Rationale: The receptor for advanced glycation end products (RAGE) is an important marker of lung epithelial injury and may be associated with impaired alveolar fluid clearance. We hypothesized that patients with primary graft dysfunction (PGD) after lung transplantation would have higher RAGE levels in plasma than patients without PGD.
Objectives: To test the association of soluble RAGE (sRAGE) levels with PGD in a prospective, multicenter cohort study.
Methods: We measured plasma levels of sRAGE at 6 and 24 hours after allograft reperfusion in 317 lung transplant recipients at seven centers. The primary outcome was grade 3 PGD (PaO2/FiO2 < 200 with alveolar infiltrates) within the first 72 hours after transplantation.

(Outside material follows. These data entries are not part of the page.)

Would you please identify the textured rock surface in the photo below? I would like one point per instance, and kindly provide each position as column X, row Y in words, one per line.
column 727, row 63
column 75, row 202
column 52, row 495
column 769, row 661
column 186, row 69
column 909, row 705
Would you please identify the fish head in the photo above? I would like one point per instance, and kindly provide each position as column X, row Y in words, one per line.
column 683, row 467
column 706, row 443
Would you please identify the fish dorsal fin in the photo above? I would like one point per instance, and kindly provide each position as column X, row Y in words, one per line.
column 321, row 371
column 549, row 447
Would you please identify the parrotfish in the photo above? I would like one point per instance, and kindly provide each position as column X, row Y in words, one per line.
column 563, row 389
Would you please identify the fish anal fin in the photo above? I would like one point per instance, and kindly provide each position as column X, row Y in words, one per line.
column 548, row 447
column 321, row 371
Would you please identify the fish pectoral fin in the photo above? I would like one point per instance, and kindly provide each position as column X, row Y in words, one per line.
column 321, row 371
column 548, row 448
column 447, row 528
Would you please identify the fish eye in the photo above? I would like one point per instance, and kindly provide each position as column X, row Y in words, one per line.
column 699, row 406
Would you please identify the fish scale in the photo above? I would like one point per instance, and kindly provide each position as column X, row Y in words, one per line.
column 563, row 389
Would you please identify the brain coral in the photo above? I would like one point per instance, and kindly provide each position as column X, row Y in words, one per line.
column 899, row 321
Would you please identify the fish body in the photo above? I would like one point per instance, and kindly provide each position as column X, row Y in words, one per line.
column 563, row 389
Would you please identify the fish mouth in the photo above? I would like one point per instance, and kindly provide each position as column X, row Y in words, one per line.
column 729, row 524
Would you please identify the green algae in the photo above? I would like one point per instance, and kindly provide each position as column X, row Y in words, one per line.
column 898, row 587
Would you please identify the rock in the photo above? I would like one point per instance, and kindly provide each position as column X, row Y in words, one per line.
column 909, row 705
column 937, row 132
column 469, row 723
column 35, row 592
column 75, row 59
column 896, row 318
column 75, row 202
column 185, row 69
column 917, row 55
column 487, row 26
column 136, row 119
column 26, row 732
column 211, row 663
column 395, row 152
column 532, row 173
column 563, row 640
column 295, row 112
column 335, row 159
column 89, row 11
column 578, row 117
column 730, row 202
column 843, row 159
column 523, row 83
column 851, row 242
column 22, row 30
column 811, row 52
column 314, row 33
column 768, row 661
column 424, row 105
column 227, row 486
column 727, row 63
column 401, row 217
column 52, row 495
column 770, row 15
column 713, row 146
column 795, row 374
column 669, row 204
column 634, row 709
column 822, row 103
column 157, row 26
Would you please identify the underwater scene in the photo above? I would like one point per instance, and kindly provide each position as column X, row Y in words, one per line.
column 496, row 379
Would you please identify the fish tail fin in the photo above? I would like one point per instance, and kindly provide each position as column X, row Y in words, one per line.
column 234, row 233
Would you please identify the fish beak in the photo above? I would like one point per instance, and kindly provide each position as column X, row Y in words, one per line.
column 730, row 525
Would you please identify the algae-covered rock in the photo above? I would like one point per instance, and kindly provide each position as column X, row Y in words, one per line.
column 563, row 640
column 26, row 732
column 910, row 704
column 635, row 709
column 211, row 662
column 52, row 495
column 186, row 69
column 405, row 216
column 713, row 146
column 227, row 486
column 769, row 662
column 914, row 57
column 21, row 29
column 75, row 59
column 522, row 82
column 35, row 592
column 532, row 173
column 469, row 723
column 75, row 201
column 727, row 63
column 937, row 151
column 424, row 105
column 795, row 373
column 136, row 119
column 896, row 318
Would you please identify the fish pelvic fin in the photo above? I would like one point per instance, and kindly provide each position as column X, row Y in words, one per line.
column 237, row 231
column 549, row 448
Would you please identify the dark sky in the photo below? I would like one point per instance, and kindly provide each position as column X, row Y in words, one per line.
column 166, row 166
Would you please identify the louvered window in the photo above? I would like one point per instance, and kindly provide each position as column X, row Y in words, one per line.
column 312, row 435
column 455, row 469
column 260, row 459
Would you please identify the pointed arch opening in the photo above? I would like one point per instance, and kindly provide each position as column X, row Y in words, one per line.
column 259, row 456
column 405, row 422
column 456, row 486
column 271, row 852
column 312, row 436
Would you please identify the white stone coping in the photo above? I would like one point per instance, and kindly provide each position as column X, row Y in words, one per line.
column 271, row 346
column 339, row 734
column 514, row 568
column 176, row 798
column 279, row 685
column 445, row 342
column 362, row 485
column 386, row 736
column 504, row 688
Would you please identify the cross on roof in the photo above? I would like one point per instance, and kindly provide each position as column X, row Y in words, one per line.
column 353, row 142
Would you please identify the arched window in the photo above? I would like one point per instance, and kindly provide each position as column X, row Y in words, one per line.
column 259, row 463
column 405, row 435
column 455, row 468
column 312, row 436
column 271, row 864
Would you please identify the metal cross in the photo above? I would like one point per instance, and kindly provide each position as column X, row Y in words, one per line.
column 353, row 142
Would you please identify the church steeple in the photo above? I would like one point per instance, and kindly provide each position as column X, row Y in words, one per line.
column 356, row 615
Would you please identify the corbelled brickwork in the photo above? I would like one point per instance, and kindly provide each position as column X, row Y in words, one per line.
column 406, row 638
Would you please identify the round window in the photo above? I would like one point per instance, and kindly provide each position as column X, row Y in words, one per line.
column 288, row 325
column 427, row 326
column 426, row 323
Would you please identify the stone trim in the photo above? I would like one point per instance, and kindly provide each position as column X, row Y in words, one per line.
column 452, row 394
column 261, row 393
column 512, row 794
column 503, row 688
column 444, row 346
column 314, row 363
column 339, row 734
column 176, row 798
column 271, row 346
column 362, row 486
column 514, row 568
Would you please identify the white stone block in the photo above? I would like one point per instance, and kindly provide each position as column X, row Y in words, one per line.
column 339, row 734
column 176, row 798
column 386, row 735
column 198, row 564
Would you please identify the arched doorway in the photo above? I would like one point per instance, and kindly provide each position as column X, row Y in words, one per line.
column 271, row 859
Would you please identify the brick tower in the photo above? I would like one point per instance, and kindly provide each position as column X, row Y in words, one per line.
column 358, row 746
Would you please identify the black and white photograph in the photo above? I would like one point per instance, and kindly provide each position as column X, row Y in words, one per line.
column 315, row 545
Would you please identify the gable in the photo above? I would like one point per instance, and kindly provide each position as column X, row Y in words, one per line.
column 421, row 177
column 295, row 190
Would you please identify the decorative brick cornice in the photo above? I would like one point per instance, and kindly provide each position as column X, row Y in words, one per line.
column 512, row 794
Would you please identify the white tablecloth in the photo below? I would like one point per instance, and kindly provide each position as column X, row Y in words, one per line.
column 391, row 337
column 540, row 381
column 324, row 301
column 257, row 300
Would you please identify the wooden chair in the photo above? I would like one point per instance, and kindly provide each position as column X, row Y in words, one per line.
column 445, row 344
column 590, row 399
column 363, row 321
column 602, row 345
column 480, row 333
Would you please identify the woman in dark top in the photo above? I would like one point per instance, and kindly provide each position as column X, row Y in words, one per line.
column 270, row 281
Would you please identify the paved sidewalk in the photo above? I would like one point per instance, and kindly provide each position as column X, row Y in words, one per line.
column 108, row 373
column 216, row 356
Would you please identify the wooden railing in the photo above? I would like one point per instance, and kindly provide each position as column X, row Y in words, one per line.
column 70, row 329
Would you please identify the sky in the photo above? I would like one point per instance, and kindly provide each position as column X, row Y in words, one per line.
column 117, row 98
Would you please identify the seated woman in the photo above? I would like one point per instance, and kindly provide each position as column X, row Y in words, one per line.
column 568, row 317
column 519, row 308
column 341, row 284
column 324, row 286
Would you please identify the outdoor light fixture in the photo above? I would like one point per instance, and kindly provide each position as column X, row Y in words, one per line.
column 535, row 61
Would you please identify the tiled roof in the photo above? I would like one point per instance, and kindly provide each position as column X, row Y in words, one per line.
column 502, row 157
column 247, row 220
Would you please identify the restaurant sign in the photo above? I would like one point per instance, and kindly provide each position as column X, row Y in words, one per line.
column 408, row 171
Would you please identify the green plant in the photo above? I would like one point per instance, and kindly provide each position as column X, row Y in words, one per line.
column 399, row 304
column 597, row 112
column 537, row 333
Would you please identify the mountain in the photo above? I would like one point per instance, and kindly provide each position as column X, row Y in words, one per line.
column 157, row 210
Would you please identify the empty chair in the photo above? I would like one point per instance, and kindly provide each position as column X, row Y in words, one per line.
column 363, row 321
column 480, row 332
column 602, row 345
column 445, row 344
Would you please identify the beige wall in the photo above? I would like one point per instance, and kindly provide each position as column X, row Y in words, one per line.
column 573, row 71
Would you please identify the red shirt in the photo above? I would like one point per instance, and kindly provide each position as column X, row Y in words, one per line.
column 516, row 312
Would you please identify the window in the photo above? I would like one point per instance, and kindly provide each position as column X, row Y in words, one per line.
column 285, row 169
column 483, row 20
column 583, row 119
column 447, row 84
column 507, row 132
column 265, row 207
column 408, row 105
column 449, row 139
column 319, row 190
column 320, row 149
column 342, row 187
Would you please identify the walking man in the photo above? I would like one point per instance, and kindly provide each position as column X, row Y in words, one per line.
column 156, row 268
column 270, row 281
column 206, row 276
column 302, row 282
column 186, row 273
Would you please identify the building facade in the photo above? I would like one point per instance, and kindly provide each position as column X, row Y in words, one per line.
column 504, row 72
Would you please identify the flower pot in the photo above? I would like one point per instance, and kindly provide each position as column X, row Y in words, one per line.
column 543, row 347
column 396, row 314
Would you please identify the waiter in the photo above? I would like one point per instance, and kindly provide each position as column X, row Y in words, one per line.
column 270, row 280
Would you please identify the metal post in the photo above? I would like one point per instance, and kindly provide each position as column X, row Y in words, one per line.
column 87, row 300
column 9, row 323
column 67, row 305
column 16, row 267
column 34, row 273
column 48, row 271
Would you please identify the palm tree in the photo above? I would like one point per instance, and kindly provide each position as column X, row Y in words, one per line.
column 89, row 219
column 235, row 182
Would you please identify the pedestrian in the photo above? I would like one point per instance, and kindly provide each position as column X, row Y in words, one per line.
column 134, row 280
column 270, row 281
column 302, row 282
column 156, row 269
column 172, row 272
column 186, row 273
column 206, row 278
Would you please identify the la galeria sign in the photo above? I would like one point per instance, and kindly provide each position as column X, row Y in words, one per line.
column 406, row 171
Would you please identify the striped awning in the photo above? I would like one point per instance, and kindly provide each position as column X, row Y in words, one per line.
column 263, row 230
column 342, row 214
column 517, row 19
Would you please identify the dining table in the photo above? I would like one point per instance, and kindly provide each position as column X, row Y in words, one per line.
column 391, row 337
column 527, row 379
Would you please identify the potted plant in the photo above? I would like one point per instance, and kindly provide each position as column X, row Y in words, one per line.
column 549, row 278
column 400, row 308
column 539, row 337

Measurements and Main Results: Patients who developed PGD had higher levels of sRAGE than patients without PGD at both 6 hours (median 9.3 ng/ml vs. 7.5 ng/ml, respectively; P = 0.028) and at 24 hours post-transplantation (median 4.3 ng/ml vs. 1.9 ng/ml, respectively; P < 0.001). Multivariable logistic regression analyses indicated that the relationship between levels of sRAGE and PGD was attenuated by elevated right heart pressures and by the use of cardiopulmonary bypass. Median sRAGE levels were higher in subjects with cardiopulmonary bypass at both 6 hours (P = 0.003) and 24 hours (P < 0.001). sRAGE levels at 6 hours were significantly associated with intraoperative red cell transfusion (Spearman's ρ = 0.39, P = 0.002 in those with PGD), and in multivariable linear regression analyses this association was independent of confounding variables (P = 0.02).
Conclusions: Elevated plasma levels of sRAGE are associated with PGD after lung transplantation. Furthermore, plasma sRAGE levels are associated with blood product transfusion and use of cardiopulmonary bypass.